Terror experts and U.S. officials say a Boko Haram assault this week on a small city on the northern border of Nigeria may have killed as many as 2,000 civilians.
Many survivors fled into the nearby waters of Lake Chad, where some drowned and where others remain marooned on small islands, menaced by hippos, said a local government official.
District leader Musa Alhaji Bukar told the BBC 2,000 residents from Baga and 16 other towns had been killed by the radical Islamist terror group, and that Baga was now "virtually nonexistent," which would make the massacre among the most deadly terror attacks in history.
In an interview with NBC News on Thursday, Ahmed Zanna, a local senator, said the militants razed Baga and the other communities. "These towns are just gone, burned down," he told NBC News via telephone. "The whole area is covered in bodies."
Zanna said that more than 2,000 people were unaccounted for, and residents who fled the towns reported the killing had been going on since Boko Haram overran a nearby military base Saturday.
American experts say such reports are credible and that officials from Nigeria's central government, who have put the body count in the hundreds, are prone to underestimating death tolls.
A U.S. counterterrorism official said the tally of 2,000 deaths "may not be that far off."
John Campbell, a former ambassador to Nigeria who is now a senior fellow at the Council on Foreign Affairs, also agreed that the estimate of 2,000 was "not unreasonable," given the "magnitude" of the attack.
"We have to go by previous pattern and experience," said Campbell. J. Peter Pham, director of the Atlantic Council Africa Center, also told NBC News he believed the number was "credible."
All three, however, cautioned that getting an accurate death total was nearly impossible.
The attacks, a coordinated assault on the city and nearby towns, were brutal even for a terror group with a history of mass killings. According to the U.S. counterterrorism official, Boko Haram militants went door-to-door killing families, then strategically placed improvised explosive devices in the streets to funnel survivors into areas where firing squads were pre-positioned. "They were mowed down" by automatic weapons fire, the official said.
The villages were then set on fire, and militants moved on to other areas to repeat the process, officials told the BBC.
Those who survived the deadly gauntlet tried to take refuge in Lake Chad, huddling on islands near the shallow lake's marshy shore.
"These are not stable islands, more like sand bars," explained Pham. "The topography, with the marshes and hippos, gives you a flavor of the misery those who've escaped are facing."
Wednesday's attack on Baga came four days after Boko attacked a Nigerian military base near Baga. Ironically, Baga was supposed to be the main base for joint operations against the terrorist group, the centerpiece of a French-sponsored alliance of Nigeria, Cameroon, Niger and Chad. It was overrun in a day. Nigeria troops, the only ones on hand, once again abandoned their post -- leaving the city and villages open to attack.

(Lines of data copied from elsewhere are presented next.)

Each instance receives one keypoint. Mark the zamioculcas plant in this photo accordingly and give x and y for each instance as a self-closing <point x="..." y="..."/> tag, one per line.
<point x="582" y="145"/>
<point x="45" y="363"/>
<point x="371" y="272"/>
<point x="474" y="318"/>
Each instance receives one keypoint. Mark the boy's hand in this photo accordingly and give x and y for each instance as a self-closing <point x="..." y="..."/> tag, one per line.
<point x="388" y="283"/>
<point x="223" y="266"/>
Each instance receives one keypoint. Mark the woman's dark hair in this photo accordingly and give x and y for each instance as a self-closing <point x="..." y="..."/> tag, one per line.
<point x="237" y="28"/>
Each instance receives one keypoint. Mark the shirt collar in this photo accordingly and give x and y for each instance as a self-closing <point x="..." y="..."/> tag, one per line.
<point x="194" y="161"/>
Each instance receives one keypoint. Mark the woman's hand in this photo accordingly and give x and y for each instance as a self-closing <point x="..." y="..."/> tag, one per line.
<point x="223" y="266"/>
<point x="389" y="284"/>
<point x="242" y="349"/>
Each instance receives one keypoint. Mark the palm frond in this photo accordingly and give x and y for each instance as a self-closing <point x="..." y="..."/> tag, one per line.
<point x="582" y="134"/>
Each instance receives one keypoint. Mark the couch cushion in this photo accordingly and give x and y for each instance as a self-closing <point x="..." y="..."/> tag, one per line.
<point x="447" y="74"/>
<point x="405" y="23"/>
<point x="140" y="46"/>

Experts said Boko Haram, like ISIS in Syria and Iraq, is trying to amass territory. Boko Haram has already declared a caliphate 100 miles south of Baga in Gwoza, and may be trying to expand its geographic reach beyond Nigeria's borders.
"They're clearing out people, getting them flexibility and a broader space to operate in," said the U.S. counterterrorism official.
Pham said that Boko Haram has treated civilians in the far north more cruelly than those near Gwoza. The violence in the north, said Pham, is meant "to create havoc to meet their military goals."
Campbell said that Boko Haram now controls all the border crossings in the area between Nigeria and its neighbors, Cameroon, Chad and Niger. Only last week, Campbell noted, Boko Haram leader Abubakr Shekhau released a video in which he called for attacks in Cameroon, which like Nigeria is run by a Christian government but has a substantial Muslim population.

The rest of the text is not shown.